Meta Dikhawatirkan: AI Llama Dimanfaatkan oleh Militer Tiongkok

Laporan terbaru menyebutkan bahwa lembaga penelitian yang terafiliasi dengan Tentara Pembebasan Rakyat Tiongkok (PLA) telah menggunakan model AI terbuka milik Meta, Llama, untuk membangun alat yang potensial bagi aplikasi militer. Langkah ini menimbulkan kekhawatiran atas keamanan teknologi AI AS yang semakin sering dimanfaatkan oleh negara lain untuk tujuan yang tak terduga.

Pemanfaatan Llama oleh Militer Tiongkok

Meta Dikhawatirkan: AI Llama Dimanfaatkan oleh Militer Tiongkok

Menurut laporan yang dirilis Reuters, setidaknya tiga institusi penelitian yang terhubung dengan PLA, termasuk Akademi Ilmu Pengetahuan Militer (AMS), telah menggunakan model Llama 13B, versi sebelumnya dari model bahasa besar milik Meta, untuk mengembangkan sebuah AI bot bernama ChatBIT. Bot ini dirancang untuk mengumpulkan dan menganalisis intelijen, bahkan memberikan rekomendasi bagi pengambilan keputusan operasi militer. Menurut penelitian, performa ChatBIT mencapai sekitar 90% dari kemampuan ChatGPT-4 buatan OpenAI.

Sikap Meta terhadap Penggunaan Militer pada AI Terbuka

Meta sebenarnya telah menetapkan kebijakan yang jelas terkait penggunaan model Llama, yakni melarang penggunaannya untuk aplikasi militer, perang, industri nuklir, atau kegiatan spionase. Kebijakan ini mengikuti regulasi International Traffic in Arms Regulations (ITAR) dari AS, yang melarang ekspor teknologi tertentu untuk tujuan pertahanan.

Namun, kendati sudah melarang, Meta memiliki keterbatasan dalam mengendalikan cara model ini digunakan oleh publik. Molly Montgomery, Direktur Kebijakan Publik Meta, menyatakan bahwa penggunaan Llama oleh PLA tidak mendapatkan izin dan bertentangan dengan ketentuan penggunaan. Dia juga menekankan bahwa upaya Tiongkok dalam mengembangkan teknologi AI sudah sangat maju, sehingga penting bagi AS untuk terus berinvestasi dalam AI guna bersaing di kancah global.

Kerjasama Militer AS dengan Pengembang AI

Di sisi lain, AS juga bekerja sama dengan pengembang AI terkemuka seperti OpenAI dalam menciptakan simulasi perang dan alat keamanan siber.

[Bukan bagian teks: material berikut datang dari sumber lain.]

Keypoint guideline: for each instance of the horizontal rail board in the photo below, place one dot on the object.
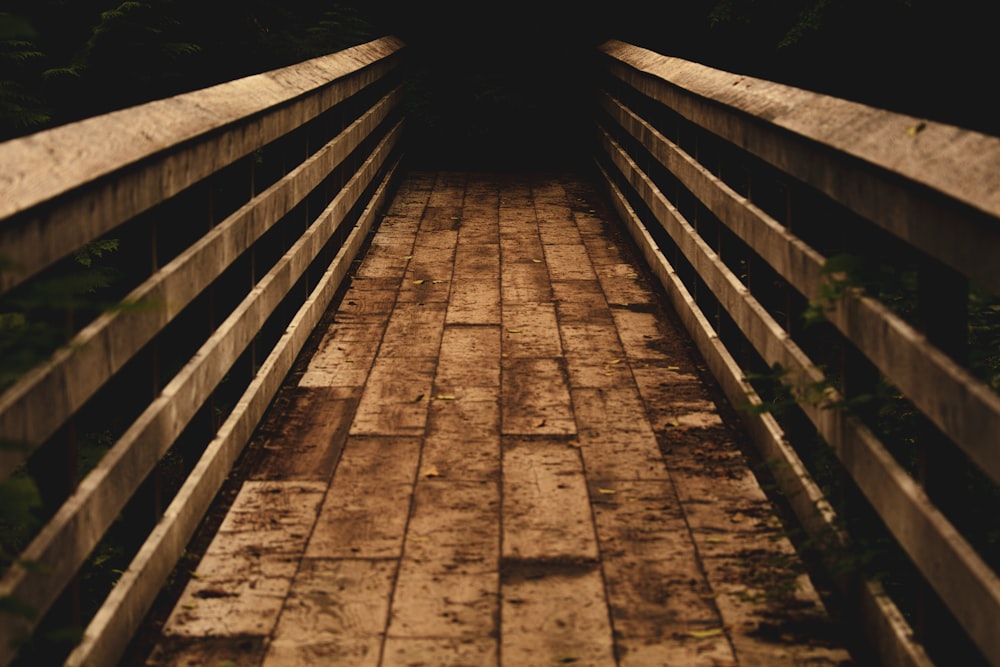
(941, 553)
(157, 150)
(887, 627)
(107, 636)
(216, 276)
(73, 533)
(836, 146)
(38, 405)
(964, 408)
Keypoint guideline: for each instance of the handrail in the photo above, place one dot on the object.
(718, 177)
(249, 200)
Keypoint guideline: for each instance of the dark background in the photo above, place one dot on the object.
(497, 84)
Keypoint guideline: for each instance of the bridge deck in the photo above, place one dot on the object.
(502, 452)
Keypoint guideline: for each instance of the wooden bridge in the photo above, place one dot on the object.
(335, 410)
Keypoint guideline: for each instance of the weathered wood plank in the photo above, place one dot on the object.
(40, 403)
(240, 585)
(463, 434)
(155, 154)
(530, 330)
(106, 637)
(889, 632)
(86, 515)
(546, 516)
(555, 615)
(335, 613)
(364, 514)
(964, 408)
(396, 396)
(615, 437)
(652, 568)
(833, 144)
(469, 357)
(306, 444)
(448, 583)
(536, 398)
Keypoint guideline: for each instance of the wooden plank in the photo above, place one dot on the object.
(568, 262)
(32, 410)
(159, 153)
(305, 442)
(652, 568)
(525, 283)
(405, 651)
(530, 330)
(469, 357)
(448, 583)
(833, 144)
(536, 398)
(546, 513)
(474, 301)
(345, 357)
(883, 622)
(335, 613)
(554, 615)
(463, 435)
(414, 330)
(964, 408)
(615, 438)
(365, 511)
(106, 637)
(240, 585)
(212, 651)
(396, 397)
(967, 585)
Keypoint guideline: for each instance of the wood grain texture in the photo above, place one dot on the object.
(930, 184)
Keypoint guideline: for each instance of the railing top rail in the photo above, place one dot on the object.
(933, 185)
(959, 163)
(48, 164)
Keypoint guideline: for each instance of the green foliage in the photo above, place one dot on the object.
(842, 272)
(36, 320)
(20, 110)
(19, 498)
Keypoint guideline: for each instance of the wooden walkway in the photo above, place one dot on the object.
(502, 453)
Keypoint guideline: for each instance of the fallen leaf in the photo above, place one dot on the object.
(705, 634)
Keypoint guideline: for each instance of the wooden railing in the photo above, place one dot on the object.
(230, 217)
(839, 267)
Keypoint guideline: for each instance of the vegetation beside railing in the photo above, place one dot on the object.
(162, 266)
(836, 264)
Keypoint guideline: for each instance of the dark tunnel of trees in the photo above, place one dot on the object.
(499, 83)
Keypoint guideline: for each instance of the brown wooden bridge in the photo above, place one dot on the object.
(451, 418)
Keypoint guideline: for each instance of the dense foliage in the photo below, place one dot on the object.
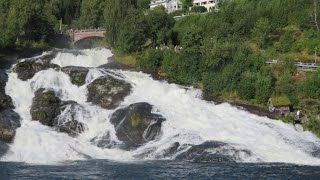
(222, 52)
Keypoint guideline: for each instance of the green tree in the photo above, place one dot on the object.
(132, 32)
(114, 13)
(263, 88)
(92, 13)
(261, 32)
(159, 25)
(247, 85)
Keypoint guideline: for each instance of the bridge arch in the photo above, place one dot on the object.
(77, 35)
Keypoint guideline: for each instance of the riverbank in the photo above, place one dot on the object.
(10, 57)
(128, 62)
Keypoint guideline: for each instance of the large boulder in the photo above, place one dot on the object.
(9, 123)
(136, 124)
(50, 111)
(67, 121)
(3, 148)
(108, 92)
(5, 100)
(77, 74)
(45, 107)
(9, 120)
(3, 79)
(28, 68)
(213, 151)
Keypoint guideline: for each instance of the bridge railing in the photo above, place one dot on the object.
(74, 31)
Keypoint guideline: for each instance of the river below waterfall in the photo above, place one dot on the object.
(258, 146)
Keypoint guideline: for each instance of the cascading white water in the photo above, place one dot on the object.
(190, 120)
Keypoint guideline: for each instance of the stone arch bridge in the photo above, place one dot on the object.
(77, 35)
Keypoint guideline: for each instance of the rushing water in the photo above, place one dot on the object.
(190, 120)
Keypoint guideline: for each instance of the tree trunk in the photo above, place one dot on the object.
(316, 15)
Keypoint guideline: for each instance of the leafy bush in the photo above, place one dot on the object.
(198, 9)
(150, 60)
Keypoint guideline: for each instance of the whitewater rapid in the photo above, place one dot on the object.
(190, 120)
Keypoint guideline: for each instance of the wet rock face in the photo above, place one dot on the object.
(136, 124)
(213, 151)
(5, 100)
(67, 122)
(9, 120)
(77, 74)
(47, 108)
(28, 68)
(9, 123)
(3, 148)
(108, 92)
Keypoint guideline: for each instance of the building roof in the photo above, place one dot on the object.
(280, 101)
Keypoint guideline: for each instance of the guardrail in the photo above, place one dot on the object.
(300, 65)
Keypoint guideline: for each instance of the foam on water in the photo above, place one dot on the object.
(84, 58)
(190, 120)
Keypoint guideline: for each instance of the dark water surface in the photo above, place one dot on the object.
(102, 169)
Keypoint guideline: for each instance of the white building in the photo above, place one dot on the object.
(211, 5)
(170, 5)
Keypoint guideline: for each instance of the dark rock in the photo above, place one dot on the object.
(213, 151)
(171, 150)
(29, 67)
(47, 109)
(136, 125)
(3, 148)
(9, 123)
(3, 79)
(77, 74)
(66, 122)
(5, 102)
(108, 92)
(9, 120)
(103, 141)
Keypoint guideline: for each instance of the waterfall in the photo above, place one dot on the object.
(190, 120)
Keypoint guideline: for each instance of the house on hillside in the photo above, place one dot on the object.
(211, 5)
(280, 105)
(170, 5)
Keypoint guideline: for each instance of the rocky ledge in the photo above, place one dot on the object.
(108, 92)
(77, 74)
(29, 67)
(9, 120)
(47, 108)
(136, 125)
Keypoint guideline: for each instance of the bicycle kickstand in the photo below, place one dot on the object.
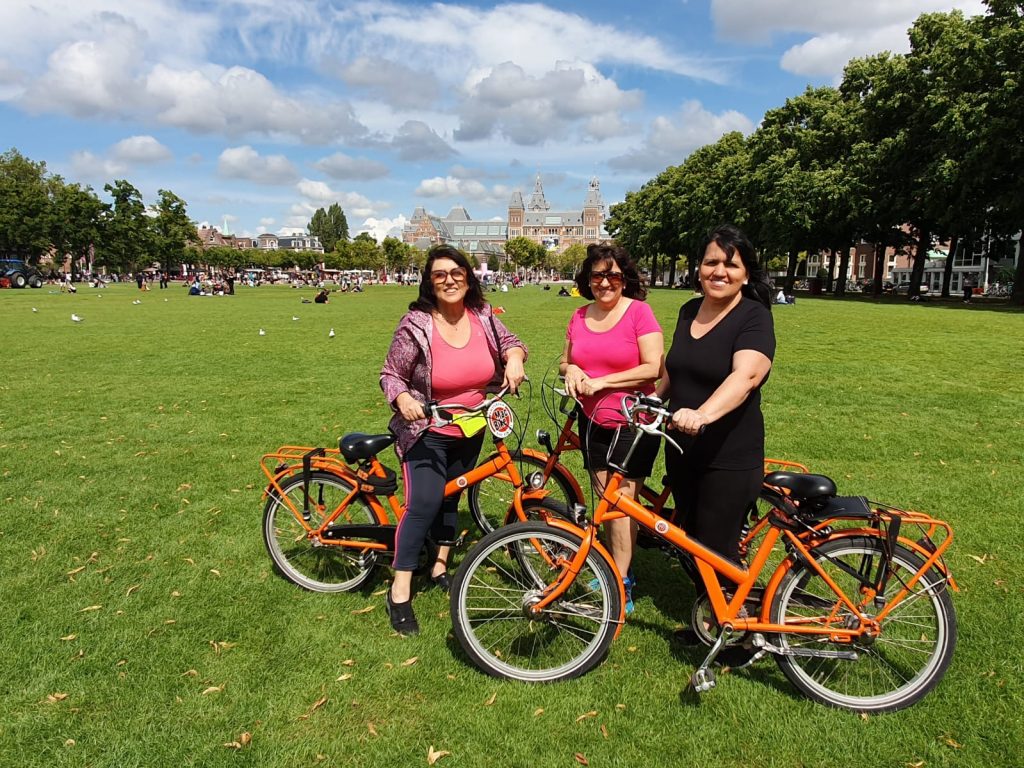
(704, 677)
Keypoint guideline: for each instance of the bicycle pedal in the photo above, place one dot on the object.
(702, 680)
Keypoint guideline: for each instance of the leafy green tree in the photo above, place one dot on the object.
(127, 243)
(25, 207)
(77, 219)
(330, 225)
(524, 253)
(172, 230)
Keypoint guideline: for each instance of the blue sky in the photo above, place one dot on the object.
(258, 112)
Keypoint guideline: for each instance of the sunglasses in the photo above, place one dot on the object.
(614, 279)
(458, 274)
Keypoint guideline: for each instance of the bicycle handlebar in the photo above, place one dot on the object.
(441, 417)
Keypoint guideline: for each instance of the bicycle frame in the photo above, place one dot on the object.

Langkah ini dilakukan setelah OpenAI mengubah kebijakan penggunaan untuk tidak lagi secara eksplisit melarang modelnya digunakan untuk keperluan militer.

Selain itu, Microsoft juga telah menyediakan model AI generatif untuk agen intelijen AS yang terhubung secara aman dan tidak terhubung dengan internet. Upaya ini bertujuan untuk menjaga keamanan data dalam berbagi informasi antara instansi.

Tindakan AS Terhadap Pemanfaatan AI AS oleh Tiongkok

Pemerintah AS kerap menyuarakan kekhawatiran bahwa Tiongkok dapat menggunakan model AI buatan AS untuk memperkuat kemampuan militernya. Presiden Joe Biden, melalui Perintah Eksekutifnya, menyerukan perlindungan data pribadi warga AS agar tidak dimanfaatkan oleh “negara-negara yang dianggap berbahaya.” Perintah ini menegaskan bahwa data AS yang sensitif dapat disalahgunakan untuk ancaman keamanan siber dan pertahanan.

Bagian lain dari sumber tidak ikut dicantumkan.